Just in time compilation allows you to update a program just by replacing a single patched source file. (Very beneficial for web pages)
Some of the disadvantages:
Performance
Easier to decompile
All good answers, but my hot-button has been hit - performance.
If the code being run spends all its time calling library/system routines - file operations, database operations, sending windows messages, then it doesn't matter very much if it's JITted, because most of the clock time is spent waiting for those lower-level operations to complete.
However, if the code contains things we usually call "algorithms", that have to be fast and don't spend much time calling functions, and if those are used often enough to be a performance problem, then JIT is very important.
I think you just answered your own question: platform independence. Platform-independent bytecode is produced and distributed to its target platform. When executed it's quickly compiled to native code either before execution begins, or simultaneously (Just In Time). The Java JVM and presumably the .NET runtimes operate on this principle.

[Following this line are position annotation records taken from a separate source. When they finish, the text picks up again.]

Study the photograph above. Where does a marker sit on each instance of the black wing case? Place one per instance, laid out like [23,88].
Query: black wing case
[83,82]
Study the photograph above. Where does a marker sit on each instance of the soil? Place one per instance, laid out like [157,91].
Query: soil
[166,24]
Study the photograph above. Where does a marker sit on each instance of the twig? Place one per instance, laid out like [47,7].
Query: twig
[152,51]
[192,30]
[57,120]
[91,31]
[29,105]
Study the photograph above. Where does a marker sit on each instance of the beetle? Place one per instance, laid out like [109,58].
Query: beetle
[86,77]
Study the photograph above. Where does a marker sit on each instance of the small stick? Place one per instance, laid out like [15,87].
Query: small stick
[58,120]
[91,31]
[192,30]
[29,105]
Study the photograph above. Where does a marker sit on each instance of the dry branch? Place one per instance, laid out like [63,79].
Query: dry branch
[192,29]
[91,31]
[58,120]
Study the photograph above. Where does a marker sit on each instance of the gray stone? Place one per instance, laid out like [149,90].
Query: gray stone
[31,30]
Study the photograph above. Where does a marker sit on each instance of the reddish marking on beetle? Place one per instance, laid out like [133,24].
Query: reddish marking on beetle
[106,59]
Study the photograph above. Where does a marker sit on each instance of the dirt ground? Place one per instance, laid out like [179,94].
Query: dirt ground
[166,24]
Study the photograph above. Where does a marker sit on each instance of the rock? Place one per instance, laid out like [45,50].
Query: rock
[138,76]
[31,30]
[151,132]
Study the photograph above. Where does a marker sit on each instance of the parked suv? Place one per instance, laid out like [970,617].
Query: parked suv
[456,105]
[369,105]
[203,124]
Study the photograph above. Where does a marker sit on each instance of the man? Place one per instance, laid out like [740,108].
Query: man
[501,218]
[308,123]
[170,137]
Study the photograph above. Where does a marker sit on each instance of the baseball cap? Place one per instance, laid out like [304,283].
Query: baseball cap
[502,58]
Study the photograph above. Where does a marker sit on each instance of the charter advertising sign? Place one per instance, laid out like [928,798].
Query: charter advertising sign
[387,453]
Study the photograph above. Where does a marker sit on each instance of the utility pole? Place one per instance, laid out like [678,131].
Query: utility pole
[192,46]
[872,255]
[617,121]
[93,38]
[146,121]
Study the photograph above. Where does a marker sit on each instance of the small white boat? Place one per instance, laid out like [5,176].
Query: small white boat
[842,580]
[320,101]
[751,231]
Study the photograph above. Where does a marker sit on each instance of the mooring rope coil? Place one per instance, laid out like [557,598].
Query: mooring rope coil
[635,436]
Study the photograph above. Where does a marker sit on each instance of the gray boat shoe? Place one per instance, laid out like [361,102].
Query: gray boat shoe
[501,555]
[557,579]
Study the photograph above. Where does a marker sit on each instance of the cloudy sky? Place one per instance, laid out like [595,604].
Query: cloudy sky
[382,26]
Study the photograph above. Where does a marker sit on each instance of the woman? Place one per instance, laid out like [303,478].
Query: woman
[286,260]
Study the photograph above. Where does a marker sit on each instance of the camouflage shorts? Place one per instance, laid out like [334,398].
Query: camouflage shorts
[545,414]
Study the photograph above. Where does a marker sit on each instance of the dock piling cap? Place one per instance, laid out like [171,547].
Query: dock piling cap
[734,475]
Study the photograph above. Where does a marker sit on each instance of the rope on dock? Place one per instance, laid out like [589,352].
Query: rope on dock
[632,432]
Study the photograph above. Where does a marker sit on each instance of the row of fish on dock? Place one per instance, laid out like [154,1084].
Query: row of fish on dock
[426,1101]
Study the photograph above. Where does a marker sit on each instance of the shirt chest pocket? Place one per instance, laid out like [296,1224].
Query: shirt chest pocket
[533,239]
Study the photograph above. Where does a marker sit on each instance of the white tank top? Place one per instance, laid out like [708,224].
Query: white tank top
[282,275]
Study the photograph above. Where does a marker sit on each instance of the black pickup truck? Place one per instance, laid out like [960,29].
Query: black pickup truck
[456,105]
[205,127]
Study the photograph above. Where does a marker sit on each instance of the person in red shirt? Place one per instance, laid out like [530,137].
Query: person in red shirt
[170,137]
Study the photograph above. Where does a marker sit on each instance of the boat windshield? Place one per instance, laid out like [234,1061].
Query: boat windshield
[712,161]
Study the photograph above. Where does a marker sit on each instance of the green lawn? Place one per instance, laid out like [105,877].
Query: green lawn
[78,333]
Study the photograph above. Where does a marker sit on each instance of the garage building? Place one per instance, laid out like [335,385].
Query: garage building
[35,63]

Here: http://slashdot.org/developers/02/01/31/013247.shtml
Go see what the geeks of Slashdot have to say about it! Little dated, but very good comments!
Ideally you would have portable bytecode that compiles Just In Time to native code. I think the reason bytecode interpreters exist without JIT is due primarily to the practical fact that native code compilation adds complexity to a virtual machine. It takes time to build, debug, and maintain that additional component. Not everyone has the time or resources to make that commitment.
A secondary factor is safety. It's much easier to verify an interpreter won't crash than to guarantee the same for native code.
Third is performance. It can often take more time to generate machine code than to interpret bytecode for small pieces of code that only run once.
Portability and platform independence are probably the most notable advantages of bytecode over native code.